Lee, I hope that when you use the plunge router you, without thinking, check that it's switch is OFF, this is a very important habit to cultivate. Happy and safe routing.


----------



## AxlMyk (Jun 13, 2006)

Drugstore Cowboy said:


> My next project is building my own table as well -- and more than one salesman has pointed out to me that by the time I buy all the various components I could have bought a perfectly good table


I can't agree with that.. The cabinet I built cost:
1 sheet of 1/2 baltic birch ply - $24.50
1 2x4x3/4 MDF - $2 from the HD bargain rack
4 wheels $16
1 piano hinge cut in half $7
2 door clasps $3
Already had the insert and switch box.

Total $52


----------



## Drugstore Cowboy (May 17, 2007)

AxlMyk said:


> . . . Already had the insert and switch box.
> 
> Total $52
> http://www.routerforums.com/attachments/axlmyks-stuff/6446-router-table-cabinet-sunp0027s.jpg
> Click to Enlarge


_Ahhh -- but there is the key ---_
You _'already had'_ two of the most expensive components.
If you add $40 for the insert and $15 for the switch you are up to $107.
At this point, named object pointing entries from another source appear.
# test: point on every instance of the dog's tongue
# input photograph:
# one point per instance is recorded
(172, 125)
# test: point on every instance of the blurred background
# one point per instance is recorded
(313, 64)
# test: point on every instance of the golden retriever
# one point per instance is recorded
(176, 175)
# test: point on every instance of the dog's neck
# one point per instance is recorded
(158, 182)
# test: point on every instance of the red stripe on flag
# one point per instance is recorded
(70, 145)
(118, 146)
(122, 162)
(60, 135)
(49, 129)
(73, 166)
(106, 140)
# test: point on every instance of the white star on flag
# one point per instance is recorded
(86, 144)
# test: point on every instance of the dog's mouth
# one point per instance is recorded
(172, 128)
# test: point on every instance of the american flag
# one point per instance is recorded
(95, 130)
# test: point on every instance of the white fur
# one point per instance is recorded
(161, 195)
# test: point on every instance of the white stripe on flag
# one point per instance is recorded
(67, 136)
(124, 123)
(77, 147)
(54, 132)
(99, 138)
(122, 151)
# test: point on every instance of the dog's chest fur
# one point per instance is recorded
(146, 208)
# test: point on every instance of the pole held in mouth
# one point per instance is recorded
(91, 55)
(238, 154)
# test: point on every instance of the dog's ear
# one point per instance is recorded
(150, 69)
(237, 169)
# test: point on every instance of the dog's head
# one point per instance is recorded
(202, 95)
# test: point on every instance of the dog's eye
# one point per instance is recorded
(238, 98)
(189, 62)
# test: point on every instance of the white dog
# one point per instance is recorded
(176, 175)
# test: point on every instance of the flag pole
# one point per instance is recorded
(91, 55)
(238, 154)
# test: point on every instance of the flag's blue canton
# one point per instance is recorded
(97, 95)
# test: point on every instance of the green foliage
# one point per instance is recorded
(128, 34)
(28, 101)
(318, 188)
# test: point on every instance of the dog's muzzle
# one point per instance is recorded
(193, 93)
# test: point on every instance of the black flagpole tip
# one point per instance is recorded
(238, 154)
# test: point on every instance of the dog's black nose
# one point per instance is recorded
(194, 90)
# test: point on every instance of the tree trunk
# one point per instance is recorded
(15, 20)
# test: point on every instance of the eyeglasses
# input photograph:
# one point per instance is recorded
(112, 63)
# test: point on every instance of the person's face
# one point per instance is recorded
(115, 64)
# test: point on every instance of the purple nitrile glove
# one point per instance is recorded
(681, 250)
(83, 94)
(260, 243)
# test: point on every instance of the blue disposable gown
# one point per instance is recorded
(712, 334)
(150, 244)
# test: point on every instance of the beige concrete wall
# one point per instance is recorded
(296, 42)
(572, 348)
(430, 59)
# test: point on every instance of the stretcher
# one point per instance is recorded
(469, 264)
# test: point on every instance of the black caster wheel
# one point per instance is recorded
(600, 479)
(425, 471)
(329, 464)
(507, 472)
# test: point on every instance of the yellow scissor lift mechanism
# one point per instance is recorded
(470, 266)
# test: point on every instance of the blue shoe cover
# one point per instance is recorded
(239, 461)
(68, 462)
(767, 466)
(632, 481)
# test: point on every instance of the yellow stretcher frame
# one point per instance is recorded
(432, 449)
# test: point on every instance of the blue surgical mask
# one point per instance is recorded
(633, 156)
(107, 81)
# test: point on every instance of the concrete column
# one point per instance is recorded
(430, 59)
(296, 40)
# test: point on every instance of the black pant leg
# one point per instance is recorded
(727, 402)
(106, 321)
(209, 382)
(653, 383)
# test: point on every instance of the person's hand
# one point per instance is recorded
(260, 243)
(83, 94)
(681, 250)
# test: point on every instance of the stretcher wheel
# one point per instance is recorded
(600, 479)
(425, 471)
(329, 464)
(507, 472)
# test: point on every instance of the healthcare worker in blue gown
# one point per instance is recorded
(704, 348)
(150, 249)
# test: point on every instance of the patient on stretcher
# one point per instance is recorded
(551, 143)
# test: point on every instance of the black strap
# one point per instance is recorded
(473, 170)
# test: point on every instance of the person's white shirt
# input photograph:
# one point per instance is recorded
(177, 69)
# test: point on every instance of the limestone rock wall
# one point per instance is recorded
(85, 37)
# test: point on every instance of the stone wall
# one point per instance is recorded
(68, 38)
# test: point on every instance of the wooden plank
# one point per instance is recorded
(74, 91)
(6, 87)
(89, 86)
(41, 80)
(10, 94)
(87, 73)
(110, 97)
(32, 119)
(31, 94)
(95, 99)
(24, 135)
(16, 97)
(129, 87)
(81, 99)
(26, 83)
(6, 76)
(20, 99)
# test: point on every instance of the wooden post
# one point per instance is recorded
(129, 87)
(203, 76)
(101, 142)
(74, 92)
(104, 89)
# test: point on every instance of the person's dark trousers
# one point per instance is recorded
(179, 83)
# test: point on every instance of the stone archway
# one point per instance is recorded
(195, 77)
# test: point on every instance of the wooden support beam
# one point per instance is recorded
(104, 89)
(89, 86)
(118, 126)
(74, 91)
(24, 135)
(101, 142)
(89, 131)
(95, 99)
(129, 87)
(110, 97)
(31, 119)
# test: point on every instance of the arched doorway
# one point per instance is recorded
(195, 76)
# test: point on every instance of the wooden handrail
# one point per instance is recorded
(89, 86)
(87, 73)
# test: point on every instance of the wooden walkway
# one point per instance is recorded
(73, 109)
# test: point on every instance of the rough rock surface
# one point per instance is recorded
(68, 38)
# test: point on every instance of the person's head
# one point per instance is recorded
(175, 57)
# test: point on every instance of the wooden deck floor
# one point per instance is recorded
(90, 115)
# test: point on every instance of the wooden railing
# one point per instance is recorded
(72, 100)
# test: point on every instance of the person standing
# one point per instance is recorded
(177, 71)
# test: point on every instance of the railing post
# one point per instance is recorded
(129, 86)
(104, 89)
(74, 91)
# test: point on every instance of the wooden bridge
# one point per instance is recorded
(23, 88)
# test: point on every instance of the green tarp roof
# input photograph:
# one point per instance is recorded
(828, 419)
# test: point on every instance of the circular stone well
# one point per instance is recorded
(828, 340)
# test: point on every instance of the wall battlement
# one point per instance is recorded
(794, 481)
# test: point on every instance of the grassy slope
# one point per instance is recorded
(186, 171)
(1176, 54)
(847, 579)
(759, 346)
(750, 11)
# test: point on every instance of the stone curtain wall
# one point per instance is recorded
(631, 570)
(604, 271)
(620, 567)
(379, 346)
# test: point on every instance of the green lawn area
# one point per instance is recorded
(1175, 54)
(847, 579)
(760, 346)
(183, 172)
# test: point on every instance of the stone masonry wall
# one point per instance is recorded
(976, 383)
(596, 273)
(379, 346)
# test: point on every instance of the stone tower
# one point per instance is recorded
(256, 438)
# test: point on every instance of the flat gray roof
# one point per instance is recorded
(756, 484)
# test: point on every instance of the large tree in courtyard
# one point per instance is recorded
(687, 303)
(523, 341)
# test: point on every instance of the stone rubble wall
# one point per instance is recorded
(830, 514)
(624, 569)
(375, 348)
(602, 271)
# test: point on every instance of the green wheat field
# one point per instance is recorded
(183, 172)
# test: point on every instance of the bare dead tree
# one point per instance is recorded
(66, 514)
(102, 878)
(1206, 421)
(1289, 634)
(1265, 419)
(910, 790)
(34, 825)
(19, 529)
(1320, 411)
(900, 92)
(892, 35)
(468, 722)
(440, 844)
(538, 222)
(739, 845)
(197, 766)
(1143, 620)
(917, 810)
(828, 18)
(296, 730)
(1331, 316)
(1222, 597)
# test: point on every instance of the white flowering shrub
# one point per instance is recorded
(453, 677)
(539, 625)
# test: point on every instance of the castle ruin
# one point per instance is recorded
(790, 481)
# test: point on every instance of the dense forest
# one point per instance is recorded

The Rockler table I referred to was a benchtop model on sale --- for $60

That's about what I have invested - about $30 wood for the top and base -
I bought the T-track system from Rockler on sale for $11.
(no - not a must have - but at that price hard to resist) and and $12 for the replacement rings for the insert. (I'm mounting both the router and the rings directly to the top.) Haven't decided which way to go on the switch -
I'll buy the ready made one IF I can find it on sale for $15.
I already have all the finish, screws and other misc. things needed - but I figure if I had to go buy them that would be about another $10
Making my total cost about $80
So you and I are in the same ballpark.

OH -- lest you think I am arguing with you -- which I am not 
-- I didn't agree with the salesmen either 
(I WAS one for 20+ years I know what's real information and what's a pitch)
---
If I HAD bought a ready made one -- the one I would have wanted was closer to $300.


----------



## BigWorm2005GT (Jul 11, 2007)

Let's see...

Sheet of 4x8 birch plywood: $25
Sheet of 2x4 plywood: $12
2 sheets of 1/2" MDF: $12
One 8"x11' hardwood plank: $25
Hinges (big and small): $20
Drawer knobs: $10
Casters: $16
Electrical stuff: $20

Total: $140

Already have: Sacrificial extension cord

This does not take into account the extra wood I'll have to purchase to build the drawers. I consider those optional for the moment, and will make them once I have a dovetailing jig. But this is enough to complete the bit drawers, utility compartment, and router compartment with front doors.

And of course...

Satisfaction of saying "Yes, I built that...": Priceless!

Pictures will follow once complete and I'm at ten posts. Wiring will be done hopefully by week's end; I'll post pictures of the completed unit when it's done. Thanks again for everyone's help!

BW


----------



## bobj3 (Jan 17, 2006)

Hi BW

I need to shop where you shop, some great prices 
Where do you shop for your lumber ?

Bj


----------



## BigWorm2005GT (Jul 11, 2007)

Home Depot is having a sale where I live. 4x8 sheets of birch plywood for $25, poplar plywood is $33. I just made two bookcases out of that, and have another sheet in the garage for a third. As long as the lumber and prices holds out, I'll keep going there.